Das Haus, das Christiane Heinicke gerade für den Mars entwickelt, es könnte auch das Überleben auf der Erde sichern.
Hilfe für das Leben auf der Erde
"Die Technologien, die wir für den Mars entwickeln, die kommen uns hier auf der Erde extrem zur Hilfe", erklärt die Geophysikerin. "Gerade als die Sommer sehr trocken waren, hatten einige Trinkwasserversorger Probleme, die Bevölkerung mit Trinkwasser zu versorgen. Wenn wir dieses Trinkwasser vor Ort so weit wie möglich wiederaufbereiten würden, wäre uns schon sehr viel geholfen."
2015 lebte die Physikerin vom Zentrum für angewandte Raumfahrttechnologie und Mikrogravitation bereits auf dem Mars, zumindest in einer Simulation.
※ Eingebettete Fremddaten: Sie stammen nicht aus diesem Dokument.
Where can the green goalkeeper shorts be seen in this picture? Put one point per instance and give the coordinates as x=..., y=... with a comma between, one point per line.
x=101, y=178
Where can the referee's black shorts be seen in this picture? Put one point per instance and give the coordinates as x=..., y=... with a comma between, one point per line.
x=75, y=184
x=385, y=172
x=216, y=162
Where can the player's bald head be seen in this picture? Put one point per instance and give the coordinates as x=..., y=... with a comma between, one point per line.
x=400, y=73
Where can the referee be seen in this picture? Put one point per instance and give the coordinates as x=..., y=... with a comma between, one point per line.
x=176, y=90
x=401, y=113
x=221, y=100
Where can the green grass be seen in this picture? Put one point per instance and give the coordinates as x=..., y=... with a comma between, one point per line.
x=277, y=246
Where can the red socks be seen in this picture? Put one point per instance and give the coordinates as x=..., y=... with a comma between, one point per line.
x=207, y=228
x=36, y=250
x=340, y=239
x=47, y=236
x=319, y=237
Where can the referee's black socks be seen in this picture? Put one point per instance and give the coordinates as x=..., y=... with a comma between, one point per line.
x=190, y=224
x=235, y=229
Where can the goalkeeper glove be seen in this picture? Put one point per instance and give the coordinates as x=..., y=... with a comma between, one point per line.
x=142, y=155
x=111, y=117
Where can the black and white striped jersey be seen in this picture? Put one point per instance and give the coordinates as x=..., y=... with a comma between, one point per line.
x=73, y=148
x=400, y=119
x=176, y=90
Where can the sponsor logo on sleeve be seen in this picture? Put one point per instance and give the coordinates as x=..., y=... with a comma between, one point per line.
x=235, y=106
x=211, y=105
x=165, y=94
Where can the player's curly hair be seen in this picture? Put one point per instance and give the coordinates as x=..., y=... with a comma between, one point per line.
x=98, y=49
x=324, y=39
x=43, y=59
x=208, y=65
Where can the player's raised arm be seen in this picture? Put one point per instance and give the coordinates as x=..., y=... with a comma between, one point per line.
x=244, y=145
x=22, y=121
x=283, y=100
Die NASA hatte das Experiment auf einem Vulkan auf Hawaii finanziert.
Christiane Heinicke wurde unter zahlreichen Bewerbern ausgewählt. Mit fünf weiteren Wissenschaftlern begab sie sich in Isolation, ein ganzes Jahr. Zweimal die Woche ging es nach draußen, aber nur im Raumanzug.
Große Bandbreite von Experimenten
Direkte Kommunikation, Telefonate mit der Familie etwa, die gab es nicht. "Der Abstand zwischen Erde und Mars ist im Extremfall etwa 400 Millionen Kilometer. Das heißt, wenn ich eine Nachricht von einem Planeten zum anderen schicken würde, dann würde die 20 Minuten unterwegs sein. Also schrieb man Mails oder sendete Sprachnachrichten, erinnert sich die 35-Jährige.
Neben wissenschaftlichen Experimenten ging es vor allem auch darum, "zu sehen, wie sich die Gruppendynamik entwickelt. Wie man eine Gruppe auswählen muss, damit sie diesen langen Zeitraum erfolgreich meistern kann", erzählt die Wissenschaftlerin.
Dazu gehörte auch die Freizeitgestaltung auf dem Mars. Die Möglichkeiten waren jedoch limitiert und klingen recht irdisch. Jeden Mittwoch verabredete man sich zu Brettspielen, immer am Freitag zum Filmabend.
Wie in jeder WG gab es natürlich auch Streitereien, erzählt sie. "Ich habe definitiv eine Freundin fürs Leben gewonnen. Aber es gibt auch zwei Crewmitglieder, die muss ich nicht noch einmal wiedersehen."
Haare färben musste sein
Ging es nach draußen, war eine der Aufgaben die Wassergewinnung aus Lavagestein. Eine mühselige Mission. Ein Liter war die Ausbeute in sieben Tagen. Leider, so Christiane Heinicke, schmeckt das Wasser "furchtbar, sehr stark nach Eisen".
Überhaupt war Wasser ein großes Thema für die Projektteilnehmer. Acht Minuten unter der Dusche waren erlaubt, in der Woche wohlgemerkt. Das hielt die Geophysikerin nicht davon ab, regelmäßig ihre Haare lila zu färben, ihr Markenzeichen. "Das gehörte zu den kleinen Luxussachen."
Wenn es vielleicht in 20 Jahren möglich sein sollte, auf den Mars zu fliegen, Christiane Heinicke wäre gern dabei, allerdings mit Rückflugschein auf die Erde. "Denn ich mag den Planeten."